Nun gut, generell bin ich der Meinung, dass analoge und digitale Quarzuhren etwas seelenlos sind. Es fehlt ihnen einfach das sprichwörtliche Herz und die Ästhetik. Wer jedoch eine günstige und unkomplizierte Uhr möchte und sich keine Gedanken um Ganggenauigkeit, Material und Prestige macht, der ist mit einer Quarzuhr bestens bedient. Mit einer Quarzuhr kann man ohne Bedenken Sport treiben und sie übersteht auch heftige Bewegungen, daher ist eine Quarzuhr eher für Personen, die eine handwerkliche Tätigkeit und regelmässig Sport betreiben geeignet.
Doch wer mechanische Präzision am Arm tragen will, die nur durch die Bewegung von Hand und Körper läuft, für den ist eine Automatikuhr genau das Richtige. Es gibt nichts schöneres, als den schleichenden Sekundenzeiger zu beobachten oder sich das Drehen und Wirken des Rotors in einem gläsernen Gehäuseboden anzusehen. Die Uhr bekommt eine neue Bedeutung und wird nicht nur als plumper Zeitmesser wahrgenommen, sondern man taucht in jahrzehntelanger Uhrmacherkunst ein und erlebt den Charme und die Faszination eines arbeitenden Uhrwerkes.

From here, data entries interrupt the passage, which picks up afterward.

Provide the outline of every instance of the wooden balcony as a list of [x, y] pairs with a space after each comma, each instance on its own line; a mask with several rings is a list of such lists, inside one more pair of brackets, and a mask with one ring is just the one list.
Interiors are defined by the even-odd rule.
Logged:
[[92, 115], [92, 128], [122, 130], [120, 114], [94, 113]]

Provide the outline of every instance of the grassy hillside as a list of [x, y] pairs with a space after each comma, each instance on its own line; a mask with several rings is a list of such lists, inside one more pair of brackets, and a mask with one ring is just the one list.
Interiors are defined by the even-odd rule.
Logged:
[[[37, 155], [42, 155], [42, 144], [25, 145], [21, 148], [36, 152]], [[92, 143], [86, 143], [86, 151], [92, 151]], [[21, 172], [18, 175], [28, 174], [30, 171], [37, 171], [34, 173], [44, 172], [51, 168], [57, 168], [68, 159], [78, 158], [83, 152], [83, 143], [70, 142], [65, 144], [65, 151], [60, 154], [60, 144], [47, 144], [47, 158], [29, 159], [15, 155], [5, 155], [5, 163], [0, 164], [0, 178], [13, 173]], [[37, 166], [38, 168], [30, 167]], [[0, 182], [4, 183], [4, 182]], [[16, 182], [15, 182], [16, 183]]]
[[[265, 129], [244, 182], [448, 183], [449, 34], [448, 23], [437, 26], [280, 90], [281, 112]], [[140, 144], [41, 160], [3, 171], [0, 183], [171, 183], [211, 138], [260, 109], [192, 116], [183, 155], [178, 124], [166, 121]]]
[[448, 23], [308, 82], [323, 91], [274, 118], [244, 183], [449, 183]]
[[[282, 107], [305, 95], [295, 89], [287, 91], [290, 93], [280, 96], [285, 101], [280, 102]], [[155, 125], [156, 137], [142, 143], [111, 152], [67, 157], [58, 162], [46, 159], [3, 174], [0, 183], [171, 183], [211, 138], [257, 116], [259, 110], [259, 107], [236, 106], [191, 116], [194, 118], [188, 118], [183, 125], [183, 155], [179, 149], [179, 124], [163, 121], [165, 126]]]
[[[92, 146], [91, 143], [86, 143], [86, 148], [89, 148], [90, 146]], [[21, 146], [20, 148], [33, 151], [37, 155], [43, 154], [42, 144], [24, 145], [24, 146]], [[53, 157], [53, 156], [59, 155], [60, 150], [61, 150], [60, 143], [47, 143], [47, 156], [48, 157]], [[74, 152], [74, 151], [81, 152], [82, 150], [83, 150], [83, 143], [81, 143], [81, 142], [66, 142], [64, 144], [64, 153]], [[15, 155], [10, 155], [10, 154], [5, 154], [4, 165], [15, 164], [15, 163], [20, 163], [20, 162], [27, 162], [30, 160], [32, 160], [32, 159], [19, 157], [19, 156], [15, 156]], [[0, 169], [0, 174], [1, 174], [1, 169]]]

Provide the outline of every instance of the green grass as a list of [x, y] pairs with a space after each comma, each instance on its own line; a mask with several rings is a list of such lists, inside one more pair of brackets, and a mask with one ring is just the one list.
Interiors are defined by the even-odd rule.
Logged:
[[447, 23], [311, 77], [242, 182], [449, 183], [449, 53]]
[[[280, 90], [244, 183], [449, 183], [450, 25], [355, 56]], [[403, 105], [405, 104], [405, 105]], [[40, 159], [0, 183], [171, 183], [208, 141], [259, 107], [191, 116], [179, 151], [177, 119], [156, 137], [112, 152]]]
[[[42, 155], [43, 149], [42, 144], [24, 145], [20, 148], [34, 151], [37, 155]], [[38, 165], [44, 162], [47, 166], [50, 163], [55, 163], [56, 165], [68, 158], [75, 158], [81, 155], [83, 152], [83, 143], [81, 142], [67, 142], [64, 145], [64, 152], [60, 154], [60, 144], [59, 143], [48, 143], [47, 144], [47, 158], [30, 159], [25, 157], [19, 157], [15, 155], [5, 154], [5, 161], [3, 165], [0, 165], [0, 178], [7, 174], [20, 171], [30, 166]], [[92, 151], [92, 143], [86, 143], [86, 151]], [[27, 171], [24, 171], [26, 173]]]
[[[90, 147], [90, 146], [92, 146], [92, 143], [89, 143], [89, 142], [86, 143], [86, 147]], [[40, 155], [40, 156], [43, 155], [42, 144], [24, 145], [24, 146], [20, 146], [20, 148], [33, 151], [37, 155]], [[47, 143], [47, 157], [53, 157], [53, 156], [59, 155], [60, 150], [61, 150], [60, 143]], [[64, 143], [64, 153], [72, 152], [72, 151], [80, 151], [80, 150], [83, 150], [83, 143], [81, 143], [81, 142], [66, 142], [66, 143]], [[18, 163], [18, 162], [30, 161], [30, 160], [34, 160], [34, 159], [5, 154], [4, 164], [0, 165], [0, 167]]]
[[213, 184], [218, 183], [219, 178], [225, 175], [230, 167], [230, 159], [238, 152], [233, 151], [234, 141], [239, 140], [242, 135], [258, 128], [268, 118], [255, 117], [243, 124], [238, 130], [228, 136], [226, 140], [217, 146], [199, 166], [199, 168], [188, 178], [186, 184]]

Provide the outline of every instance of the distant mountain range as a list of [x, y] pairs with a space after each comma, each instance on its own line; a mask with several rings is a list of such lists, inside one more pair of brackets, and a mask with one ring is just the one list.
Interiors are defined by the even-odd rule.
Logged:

Für einige Uhrenliebhaber reicht das aber noch nicht aus. Sie sehen die Uhr nicht als bloßen Zeitmesser oder Gebrauchsgegenstand an, sondern sie möchten das Uhrwerk spüren, sich der filigranen Technik bewußt werden und mit der Uhr verbunden sein, und sie zelebrieren regelrecht das Aufziehen der Uhr über die Krone. Zudem ist das Uhrwerk nicht durch einen Rotor verdeckt und man kann die Unruh, das Herzstück einer jeden mechanischen Uhr, und das komplette Uhrwerk in seiner ganzen Pracht bestaunen.
Das bewußte Genießen und Tragen einer hochwertigen mechanischen Uhr kann nicht durch einige Zeilen Text erklärt werden, jedoch hoffe ich, dass die Worte bei dem ein oder anderen Anklang finden und Neugierde auslösen für ein wirklich interessantes und spannendes Thema.